The driver also supports matching user-defined data within the packet payload.
This flexible data is specified using the "user-def" field of the ethtool
command in the following way:
+----------------------------+--------------------------+
| 31 28 24 20 16 | 15 12 8 4 0 |
+----------------------------+--------------------------+
| offset into packet payload | 2 bytes of flexible data |
+----------------------------+--------------------------+
For example,
... user-def 0x4FFFF ...
tells the filter to look 4 bytes into the payload and match that value against
0xFFFF. The offset is based on the beginning of the payload, and not the
beginning of the packet. Thus
flow-type tcp4 ... user-def 0x8BEAF ...
would match TCP/IPv4 packets which have the value 0xBEAF 8 bytes into the
TCP/IPv4 payload.
Note that ICMP headers are parsed as 4 bytes of header and 4 bytes of payload.
Thus to match the first byte of the payload, you must actually add 4 bytes to
the offset. Also note that ip4 filters match both ICMP frames as well as raw
(unknown) ip4 frames, where the payload will be the L3 payload of the IP4 frame.
The maximum offset is 64. The hardware will only read up to 64 bytes of data
from the payload. The offset must be even because the flexible data is 2 bytes
long and must be aligned to byte 0 of the packet payload.
The user-defined flexible offset is also considered part of the input set and
cannot be programmed separately for multiple filters of the same type. However,
the flexible data is not part of the input set and multiple filters may use the
same offset but match against different data.
RSS Hash Flow
-------------
Allows you to set the hash bytes per flow type and any combination of one or
more options for Receive Side Scaling (RSS) hash byte configuration.
# ethtool -N <ethX> rx-flow-hash <type> <option>
Where <type> is:
tcp4 signifying TCP over IPv4
udp4 signifying UDP over IPv4
tcp6 signifying TCP over IPv6
udp6 signifying UDP over IPv6
And <option> is one or more of:
s Hash on the IP source address of the Rx packet.

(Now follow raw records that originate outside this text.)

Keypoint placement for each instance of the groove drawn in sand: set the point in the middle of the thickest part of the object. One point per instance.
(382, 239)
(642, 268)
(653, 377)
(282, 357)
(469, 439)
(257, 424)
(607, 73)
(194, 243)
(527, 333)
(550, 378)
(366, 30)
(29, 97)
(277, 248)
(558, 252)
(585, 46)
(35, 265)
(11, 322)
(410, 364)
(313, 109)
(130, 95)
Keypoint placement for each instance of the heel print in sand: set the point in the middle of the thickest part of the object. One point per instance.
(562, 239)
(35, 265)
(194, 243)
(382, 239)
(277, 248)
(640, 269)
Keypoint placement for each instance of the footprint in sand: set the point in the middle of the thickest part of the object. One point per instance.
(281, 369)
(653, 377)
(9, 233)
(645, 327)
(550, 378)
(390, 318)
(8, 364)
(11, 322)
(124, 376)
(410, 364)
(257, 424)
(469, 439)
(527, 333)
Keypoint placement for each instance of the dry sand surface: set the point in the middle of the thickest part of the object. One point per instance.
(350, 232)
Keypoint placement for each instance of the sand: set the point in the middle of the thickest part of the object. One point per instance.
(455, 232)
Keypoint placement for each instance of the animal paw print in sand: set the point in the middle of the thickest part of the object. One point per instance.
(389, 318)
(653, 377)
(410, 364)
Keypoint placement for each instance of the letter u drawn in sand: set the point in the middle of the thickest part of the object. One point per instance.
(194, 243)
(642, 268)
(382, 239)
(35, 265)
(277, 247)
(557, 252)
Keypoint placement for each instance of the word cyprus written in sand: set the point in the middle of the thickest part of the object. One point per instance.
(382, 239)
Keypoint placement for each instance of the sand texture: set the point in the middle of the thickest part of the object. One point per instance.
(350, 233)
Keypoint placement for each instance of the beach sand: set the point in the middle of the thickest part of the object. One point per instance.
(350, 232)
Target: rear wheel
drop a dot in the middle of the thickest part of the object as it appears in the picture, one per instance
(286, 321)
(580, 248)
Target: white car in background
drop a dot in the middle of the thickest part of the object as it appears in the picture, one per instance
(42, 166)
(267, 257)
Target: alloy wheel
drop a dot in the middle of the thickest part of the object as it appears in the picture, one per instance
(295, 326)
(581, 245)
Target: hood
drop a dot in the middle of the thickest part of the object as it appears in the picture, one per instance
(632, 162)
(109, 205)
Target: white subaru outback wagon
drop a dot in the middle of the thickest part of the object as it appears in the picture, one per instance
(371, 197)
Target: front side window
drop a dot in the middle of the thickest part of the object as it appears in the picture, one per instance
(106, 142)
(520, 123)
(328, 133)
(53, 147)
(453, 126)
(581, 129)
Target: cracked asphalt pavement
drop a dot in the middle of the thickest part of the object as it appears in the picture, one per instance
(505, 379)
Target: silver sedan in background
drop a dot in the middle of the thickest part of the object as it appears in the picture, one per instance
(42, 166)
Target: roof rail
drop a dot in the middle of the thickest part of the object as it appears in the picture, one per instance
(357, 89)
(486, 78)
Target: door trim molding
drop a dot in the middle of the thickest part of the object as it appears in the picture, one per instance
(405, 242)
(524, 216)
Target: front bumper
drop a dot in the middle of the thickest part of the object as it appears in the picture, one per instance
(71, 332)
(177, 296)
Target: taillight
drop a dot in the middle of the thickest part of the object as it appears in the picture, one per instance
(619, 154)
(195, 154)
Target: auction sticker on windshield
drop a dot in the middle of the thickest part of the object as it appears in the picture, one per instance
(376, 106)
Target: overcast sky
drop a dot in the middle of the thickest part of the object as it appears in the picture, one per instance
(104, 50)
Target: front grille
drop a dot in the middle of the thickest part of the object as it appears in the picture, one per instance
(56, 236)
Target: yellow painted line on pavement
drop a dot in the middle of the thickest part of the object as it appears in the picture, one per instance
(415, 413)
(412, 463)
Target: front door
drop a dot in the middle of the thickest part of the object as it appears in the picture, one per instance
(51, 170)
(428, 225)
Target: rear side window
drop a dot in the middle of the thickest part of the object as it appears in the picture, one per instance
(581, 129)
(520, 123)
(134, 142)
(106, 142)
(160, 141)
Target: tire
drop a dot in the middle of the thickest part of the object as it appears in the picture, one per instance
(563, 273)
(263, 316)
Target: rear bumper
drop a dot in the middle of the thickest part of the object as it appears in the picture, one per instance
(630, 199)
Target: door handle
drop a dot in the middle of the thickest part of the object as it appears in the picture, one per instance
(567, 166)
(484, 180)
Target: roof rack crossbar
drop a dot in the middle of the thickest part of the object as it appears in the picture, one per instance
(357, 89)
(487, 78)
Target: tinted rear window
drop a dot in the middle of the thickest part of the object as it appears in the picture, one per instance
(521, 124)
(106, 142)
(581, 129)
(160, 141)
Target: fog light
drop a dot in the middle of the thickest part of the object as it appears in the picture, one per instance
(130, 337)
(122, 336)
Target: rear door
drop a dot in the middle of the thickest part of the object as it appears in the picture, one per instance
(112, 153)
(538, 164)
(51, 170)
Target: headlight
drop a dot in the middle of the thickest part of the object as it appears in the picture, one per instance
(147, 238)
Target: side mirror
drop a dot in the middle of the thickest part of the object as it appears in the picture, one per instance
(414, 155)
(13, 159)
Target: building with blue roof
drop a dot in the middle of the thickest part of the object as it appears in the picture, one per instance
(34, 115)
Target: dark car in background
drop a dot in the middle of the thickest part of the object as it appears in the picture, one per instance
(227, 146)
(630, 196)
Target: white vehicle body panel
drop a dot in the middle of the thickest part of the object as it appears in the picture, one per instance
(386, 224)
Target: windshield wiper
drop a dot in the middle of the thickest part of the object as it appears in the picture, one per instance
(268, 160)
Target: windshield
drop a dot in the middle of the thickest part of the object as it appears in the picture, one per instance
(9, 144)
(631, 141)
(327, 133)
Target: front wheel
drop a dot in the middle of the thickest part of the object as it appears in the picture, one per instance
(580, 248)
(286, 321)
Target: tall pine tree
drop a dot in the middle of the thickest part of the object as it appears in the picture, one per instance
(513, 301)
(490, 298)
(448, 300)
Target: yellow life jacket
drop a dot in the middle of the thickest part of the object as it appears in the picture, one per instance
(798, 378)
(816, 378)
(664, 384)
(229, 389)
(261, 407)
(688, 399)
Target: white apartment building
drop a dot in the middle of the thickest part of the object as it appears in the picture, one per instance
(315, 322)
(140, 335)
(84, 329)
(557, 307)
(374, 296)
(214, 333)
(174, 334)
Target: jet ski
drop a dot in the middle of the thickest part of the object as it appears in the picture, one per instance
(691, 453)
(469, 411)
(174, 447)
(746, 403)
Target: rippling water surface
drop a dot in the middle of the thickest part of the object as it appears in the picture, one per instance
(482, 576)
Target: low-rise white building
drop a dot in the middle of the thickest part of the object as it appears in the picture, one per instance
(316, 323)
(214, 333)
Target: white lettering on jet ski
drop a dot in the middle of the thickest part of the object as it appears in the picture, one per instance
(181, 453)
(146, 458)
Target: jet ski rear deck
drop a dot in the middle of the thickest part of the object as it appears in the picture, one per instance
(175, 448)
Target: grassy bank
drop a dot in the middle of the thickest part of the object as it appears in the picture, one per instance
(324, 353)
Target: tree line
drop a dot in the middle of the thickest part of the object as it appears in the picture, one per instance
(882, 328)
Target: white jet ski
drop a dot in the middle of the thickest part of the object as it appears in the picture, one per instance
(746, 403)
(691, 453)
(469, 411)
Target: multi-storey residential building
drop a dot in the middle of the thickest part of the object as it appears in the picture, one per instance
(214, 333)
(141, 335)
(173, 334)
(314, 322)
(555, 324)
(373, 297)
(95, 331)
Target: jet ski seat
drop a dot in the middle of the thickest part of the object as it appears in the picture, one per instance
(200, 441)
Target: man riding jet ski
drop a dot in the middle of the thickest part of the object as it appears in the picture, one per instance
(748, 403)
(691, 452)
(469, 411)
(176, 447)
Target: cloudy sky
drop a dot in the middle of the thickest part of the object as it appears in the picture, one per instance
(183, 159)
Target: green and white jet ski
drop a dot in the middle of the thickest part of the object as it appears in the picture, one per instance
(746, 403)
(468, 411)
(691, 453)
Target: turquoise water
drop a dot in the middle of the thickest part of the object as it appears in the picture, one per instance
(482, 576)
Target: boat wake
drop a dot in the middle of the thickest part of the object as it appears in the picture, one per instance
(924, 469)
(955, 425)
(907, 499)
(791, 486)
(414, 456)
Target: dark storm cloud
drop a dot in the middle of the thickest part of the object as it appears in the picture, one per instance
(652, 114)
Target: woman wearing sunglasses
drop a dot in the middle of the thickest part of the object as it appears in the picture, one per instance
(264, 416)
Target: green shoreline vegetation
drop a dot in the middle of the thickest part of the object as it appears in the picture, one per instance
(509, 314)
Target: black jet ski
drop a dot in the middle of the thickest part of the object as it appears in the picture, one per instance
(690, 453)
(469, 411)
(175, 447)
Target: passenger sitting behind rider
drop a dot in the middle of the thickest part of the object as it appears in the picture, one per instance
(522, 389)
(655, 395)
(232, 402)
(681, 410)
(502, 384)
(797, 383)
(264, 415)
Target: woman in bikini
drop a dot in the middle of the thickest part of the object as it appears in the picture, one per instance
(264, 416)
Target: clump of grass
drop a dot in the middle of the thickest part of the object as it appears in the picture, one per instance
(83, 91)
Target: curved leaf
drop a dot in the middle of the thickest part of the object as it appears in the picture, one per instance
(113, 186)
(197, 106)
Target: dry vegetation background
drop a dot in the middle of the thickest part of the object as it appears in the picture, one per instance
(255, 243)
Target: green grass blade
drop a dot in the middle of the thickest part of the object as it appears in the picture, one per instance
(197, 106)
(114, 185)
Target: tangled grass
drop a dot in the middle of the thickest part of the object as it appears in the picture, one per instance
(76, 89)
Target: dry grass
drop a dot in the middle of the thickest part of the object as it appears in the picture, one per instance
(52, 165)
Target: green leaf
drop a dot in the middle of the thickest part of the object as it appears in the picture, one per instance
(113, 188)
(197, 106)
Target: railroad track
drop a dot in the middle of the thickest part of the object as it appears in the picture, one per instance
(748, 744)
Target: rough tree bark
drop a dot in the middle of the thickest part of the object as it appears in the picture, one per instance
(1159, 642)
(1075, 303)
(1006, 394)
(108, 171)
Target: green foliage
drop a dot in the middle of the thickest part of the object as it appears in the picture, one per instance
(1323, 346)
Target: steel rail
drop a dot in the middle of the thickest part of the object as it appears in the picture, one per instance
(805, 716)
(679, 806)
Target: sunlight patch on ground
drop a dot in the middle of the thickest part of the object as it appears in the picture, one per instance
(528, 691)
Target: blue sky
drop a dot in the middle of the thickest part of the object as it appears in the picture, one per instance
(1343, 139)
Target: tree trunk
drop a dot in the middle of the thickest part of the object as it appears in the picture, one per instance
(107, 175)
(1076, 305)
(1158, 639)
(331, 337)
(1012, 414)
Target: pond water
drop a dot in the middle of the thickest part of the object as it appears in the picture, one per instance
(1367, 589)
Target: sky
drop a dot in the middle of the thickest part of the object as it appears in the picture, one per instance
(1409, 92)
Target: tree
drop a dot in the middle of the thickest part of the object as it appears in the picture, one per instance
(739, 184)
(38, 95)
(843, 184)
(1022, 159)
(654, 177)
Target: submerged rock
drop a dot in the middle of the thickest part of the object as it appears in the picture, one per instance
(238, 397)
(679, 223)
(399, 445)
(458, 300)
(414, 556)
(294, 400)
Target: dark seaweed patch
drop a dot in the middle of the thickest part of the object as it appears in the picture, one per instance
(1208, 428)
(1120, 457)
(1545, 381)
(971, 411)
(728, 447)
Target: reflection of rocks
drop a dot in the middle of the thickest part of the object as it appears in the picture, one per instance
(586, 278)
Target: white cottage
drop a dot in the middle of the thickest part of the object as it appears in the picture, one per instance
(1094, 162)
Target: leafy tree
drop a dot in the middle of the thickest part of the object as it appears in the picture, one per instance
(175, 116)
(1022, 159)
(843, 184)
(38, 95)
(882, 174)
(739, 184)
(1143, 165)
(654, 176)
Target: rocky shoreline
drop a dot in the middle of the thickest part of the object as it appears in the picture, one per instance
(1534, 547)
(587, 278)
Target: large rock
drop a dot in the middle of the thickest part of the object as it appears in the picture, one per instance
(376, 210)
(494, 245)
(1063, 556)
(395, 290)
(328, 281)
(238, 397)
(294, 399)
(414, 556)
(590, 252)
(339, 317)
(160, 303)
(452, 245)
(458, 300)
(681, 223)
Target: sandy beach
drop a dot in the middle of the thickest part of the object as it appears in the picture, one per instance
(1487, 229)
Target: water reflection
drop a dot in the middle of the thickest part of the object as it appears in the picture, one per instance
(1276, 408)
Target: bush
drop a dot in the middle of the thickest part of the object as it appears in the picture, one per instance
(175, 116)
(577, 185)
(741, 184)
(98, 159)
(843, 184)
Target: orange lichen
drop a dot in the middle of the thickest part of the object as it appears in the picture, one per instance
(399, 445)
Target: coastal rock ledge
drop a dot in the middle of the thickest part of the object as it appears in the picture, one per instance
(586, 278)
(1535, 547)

d Hash on the IP destination address of the Rx packet.
f Hash on bytes 0 and 1 of the Layer 4 header of the Rx packet.
n Hash on bytes 2 and 3 of the Layer 4 header of the Rx packet.
Accelerated Receive Flow Steering (aRFS)
----------------------------------------
Devices based on the Intel(R) Ethernet 800 Series support Accelerated Receive
Flow Steering (aRFS) on the PF. aRFS is a load-balancing mechanism that allows
you to direct packets to the same CPU where an application is running or
consuming the packets in that flow.
NOTES:
- aRFS requires that ntuple filtering is enabled via ethtool.
- aRFS support is limited to the following packet types:
- TCP over IPv4 and IPv6
- UDP over IPv4 and IPv6
- Nonfragmented packets
- aRFS only supports Flow Director filters, which consist of the
source/destination IP addresses and source/destination ports.
- aRFS and ethtool's ntuple interface both use the device's Flow Director. aRFS
and ntuple features can coexist, but you may encounter unexpected results if
there's a conflict between aRFS and ntuple requests. See "Intel(R) Ethernet
Flow Director" for additional information.
To set up aRFS:
1. Enable the Intel Ethernet Flow Director and ntuple filters using ethtool.
# ethtool -K <ethX> ntuple on
2. Set up the number of entries in the global flow table. For example:
# NUM_RPS_ENTRIES=16384
# echo $NUM_RPS_ENTRIES > /proc/sys/net/core/rps_sock_flow_entries
3. Set up the number of entries in the per-queue flow table. For example:
# NUM_RX_QUEUES=64
# for file in /sys/class/net/$IFACE/queues/rx-*/rps_flow_cnt; do
# echo $(($NUM_RPS_ENTRIES/$NUM_RX_QUEUES)) > $file;
# done
4. Disable the IRQ balance daemon (this is only a temporary stop of the service
until the next reboot).
# systemctl stop irqbalance
5. Configure the interrupt affinity.
# set_irq_affinity <ethX>
To disable aRFS using ethtool:
# ethtool -K <ethX> ntuple off
NOTE: This command will disable ntuple filters and clear any aRFS filters in
software and hardware.
Example Use Case:
1. Set the server application on the desired CPU (e.g., CPU 4).
# taskset -c 4 netserver
2. Use netperf to route traffic from the client to CPU 4 on the server with
aRFS configured. This example uses TCP over IPv4.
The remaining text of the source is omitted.